E quando chegaram as flores, eu não vi rosas vermelhas, mas um buquê de bolhas de sangue, maduras, prestes a estourar. Quando não houve mais ponte que ligasse nossos extremos, ficou o luto, mas não a angústia. A angústia de saber que é possível. Se não é possível, se não há pontes, túneis e nem pernas dispostas a camelar, só há luto. O alívio do luto. A plenitude do preto, que absorve incondicionalmente. As lágrimas pesadas de certeza. Certeza da dor. E não lágrimas sem sal, carregadas da dúvida de se vale
a pena
a queda-
livre.
O cabelo caiu para o lado quando a cabeça pendeu para a esquerda. Sempre abri a porta assim, com um sorriso, ansiosa em ver uma certa apreensão nos olhos de quem me via. E poucas vezes isso acontecia. Esse é o problema de ser mais acelerada que o resto do mundo. Sempre esperamos que gastem com a gente a mesma energia que gastamos com os outros. Nunca é assim. Resolvi não gastar mais energia e não pender a cabeça e não deixar caírem os cabelos.
No telefone, na campainha, até mesmo no e-mail. Odeio ver o cursor piscando. É que nem um bate-pé impaciente. De impaciente já tenho eu. E de paciente, no sentido médico, também. Paciente de impaciência.
Talvez seja o caso de aprender a tocar violão, sei lá. Olha que coisa mais linda, mais cheia de graça... Ou gaita. Gaita é bom porque dá para levar no bolso. Não sei por que digo isso se as roupas que uso não tem bolso nem graça.

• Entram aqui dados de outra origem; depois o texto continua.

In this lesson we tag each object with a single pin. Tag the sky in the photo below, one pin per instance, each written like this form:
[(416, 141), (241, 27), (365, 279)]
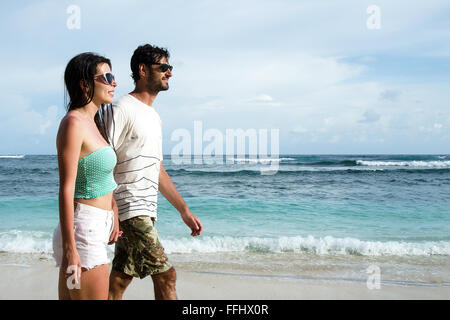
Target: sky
[(333, 77)]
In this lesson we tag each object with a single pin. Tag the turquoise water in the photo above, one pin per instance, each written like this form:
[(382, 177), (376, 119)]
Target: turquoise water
[(347, 204)]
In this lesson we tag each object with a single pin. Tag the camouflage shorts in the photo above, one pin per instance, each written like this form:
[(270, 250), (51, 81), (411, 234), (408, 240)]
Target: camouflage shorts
[(138, 251)]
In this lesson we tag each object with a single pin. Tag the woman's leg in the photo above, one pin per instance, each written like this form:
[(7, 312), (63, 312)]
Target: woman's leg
[(94, 284), (63, 291)]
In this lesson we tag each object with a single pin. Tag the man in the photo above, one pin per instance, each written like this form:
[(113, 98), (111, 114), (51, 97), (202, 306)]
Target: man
[(134, 128)]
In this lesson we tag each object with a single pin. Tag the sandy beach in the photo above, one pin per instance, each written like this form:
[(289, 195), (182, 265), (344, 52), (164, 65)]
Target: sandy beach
[(39, 281)]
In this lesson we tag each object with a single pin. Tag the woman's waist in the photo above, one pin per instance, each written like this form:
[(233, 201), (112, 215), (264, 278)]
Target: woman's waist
[(102, 204)]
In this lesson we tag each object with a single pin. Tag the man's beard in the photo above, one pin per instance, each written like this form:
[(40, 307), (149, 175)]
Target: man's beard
[(157, 85)]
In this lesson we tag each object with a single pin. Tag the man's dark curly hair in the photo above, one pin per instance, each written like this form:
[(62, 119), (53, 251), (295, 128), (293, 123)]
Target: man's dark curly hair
[(148, 55)]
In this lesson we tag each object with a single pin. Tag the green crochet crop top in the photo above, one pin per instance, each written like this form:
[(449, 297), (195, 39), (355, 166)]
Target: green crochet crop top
[(95, 176)]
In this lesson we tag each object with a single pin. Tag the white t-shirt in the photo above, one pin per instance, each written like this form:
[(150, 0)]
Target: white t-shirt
[(136, 136)]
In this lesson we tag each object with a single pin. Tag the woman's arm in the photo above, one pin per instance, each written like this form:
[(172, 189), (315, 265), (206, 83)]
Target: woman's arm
[(116, 233), (68, 142)]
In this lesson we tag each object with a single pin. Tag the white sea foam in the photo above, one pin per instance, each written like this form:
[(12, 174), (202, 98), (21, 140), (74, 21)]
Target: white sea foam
[(25, 242), (427, 164), (40, 242), (310, 244)]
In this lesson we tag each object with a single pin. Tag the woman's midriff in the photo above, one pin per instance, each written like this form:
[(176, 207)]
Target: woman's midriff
[(103, 202)]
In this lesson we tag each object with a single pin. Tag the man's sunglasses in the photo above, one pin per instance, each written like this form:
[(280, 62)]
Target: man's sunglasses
[(163, 67), (106, 78)]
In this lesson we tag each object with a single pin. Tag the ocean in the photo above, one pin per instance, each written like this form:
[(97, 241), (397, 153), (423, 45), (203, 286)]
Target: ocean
[(321, 216)]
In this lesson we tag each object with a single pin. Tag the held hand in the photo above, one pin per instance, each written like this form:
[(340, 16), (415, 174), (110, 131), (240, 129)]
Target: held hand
[(116, 233), (73, 270), (192, 222)]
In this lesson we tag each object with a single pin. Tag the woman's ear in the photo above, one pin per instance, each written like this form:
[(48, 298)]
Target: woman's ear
[(84, 86)]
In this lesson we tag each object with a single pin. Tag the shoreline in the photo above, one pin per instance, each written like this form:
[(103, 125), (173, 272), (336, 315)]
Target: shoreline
[(39, 282)]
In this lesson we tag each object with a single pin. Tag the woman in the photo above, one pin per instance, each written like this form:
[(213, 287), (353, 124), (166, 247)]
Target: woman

Só assim posso correr no jardim e ver os botões de sangue florescerem sem me machucar. A música é capaz de me mostrar o que há de mais sereno e aprazível no mundo lá fora. Mas as campainhas e toques que me circundam não são músicas. São desmúsicas. Qual o oposto de música, afinal? Silêncio é que não é; a própria música é o silêncio em movimento. Música não tem oposto, daí a impossibilidade de não gostar de ouvi-la. Mas as campainhas que soam desesperadas me procurando são o oposto da música que ainda não tem nome. Elas me lembram que alguém por aí ainda tenta acessar meu coração sem autorização. E é só por isso que não levo comigo senão memória e vontade de não-viveres, de não repetir erros. E é só por isso que decidi nunca mais sair de casa.